Aussagen sorgen für EntrüstungChinesischer Topdiplomat spricht Ex-Sowjetrepubliken die Souveränität ab
Seit Beginn der russischen Invasion wird über die Position Chinas im Krieg zwischen Russland und der Ukraine diskutiert. Die Rolle des kommunistischen Riesenreichs in Ostasien scheint undurchsichtig, auf der einen Seite präsentiert sich Peking als potenzieller Vermittler von Friedensgesprächen, auf der anderen diskutieren Experten darüber, ob China Russland gar mit Waffenlieferungen unterstützen könnte.
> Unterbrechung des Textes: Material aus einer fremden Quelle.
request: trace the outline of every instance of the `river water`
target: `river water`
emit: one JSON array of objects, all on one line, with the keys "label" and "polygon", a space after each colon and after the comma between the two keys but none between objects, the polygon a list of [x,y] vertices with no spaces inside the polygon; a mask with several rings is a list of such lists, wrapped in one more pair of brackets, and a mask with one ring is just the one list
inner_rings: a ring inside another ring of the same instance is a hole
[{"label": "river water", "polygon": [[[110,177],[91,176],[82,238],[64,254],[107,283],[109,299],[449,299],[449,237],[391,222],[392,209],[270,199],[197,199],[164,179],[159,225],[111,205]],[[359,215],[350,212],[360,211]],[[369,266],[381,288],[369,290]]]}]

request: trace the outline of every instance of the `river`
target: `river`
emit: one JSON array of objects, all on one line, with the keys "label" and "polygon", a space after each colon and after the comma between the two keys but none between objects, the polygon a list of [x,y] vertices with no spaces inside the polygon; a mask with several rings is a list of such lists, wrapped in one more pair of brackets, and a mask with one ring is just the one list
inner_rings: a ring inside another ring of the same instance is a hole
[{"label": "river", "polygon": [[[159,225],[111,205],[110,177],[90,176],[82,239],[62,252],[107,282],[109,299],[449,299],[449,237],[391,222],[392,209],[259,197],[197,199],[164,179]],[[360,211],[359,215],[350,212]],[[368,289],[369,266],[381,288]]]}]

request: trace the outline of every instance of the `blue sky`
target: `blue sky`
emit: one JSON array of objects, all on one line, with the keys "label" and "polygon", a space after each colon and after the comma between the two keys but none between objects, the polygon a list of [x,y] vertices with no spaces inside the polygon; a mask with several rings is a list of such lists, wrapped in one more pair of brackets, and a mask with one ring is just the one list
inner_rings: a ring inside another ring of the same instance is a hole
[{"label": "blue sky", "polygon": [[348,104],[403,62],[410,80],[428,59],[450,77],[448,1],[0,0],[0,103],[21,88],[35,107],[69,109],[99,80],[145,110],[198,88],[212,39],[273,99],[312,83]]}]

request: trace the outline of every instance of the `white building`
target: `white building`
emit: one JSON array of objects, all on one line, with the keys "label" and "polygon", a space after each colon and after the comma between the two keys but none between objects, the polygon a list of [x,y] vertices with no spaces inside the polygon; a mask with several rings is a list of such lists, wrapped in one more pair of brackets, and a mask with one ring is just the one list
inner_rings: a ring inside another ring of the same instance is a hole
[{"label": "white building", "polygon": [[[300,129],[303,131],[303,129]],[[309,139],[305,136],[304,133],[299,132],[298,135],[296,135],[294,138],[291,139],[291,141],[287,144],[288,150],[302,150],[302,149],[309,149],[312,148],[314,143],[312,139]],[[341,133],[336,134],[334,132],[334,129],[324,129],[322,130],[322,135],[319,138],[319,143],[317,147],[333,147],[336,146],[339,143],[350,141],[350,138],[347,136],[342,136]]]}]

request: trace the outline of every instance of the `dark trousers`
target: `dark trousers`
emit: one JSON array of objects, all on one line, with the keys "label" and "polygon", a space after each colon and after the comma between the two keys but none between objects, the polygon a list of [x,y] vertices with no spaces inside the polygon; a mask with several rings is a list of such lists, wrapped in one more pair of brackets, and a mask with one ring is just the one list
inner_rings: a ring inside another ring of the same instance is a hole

Äußerungen eines chinesischen Botschafters erwecken nun den Eindruck, dass China alles andere als unparteiisch ist und sorgen international für Empörung. Botschafter Lu Shaye hatte am Freitag dem Nachrichtensender LCI gesagt, die nach dem Kalten Krieg aus der Sowjetunion hervorgegangenen Länder hätten „keinen wirksamen Status nach internationalem Recht, weil es kein internationales Abkommen gibt, das ihren Status als souveräne Nationen bestätigt“.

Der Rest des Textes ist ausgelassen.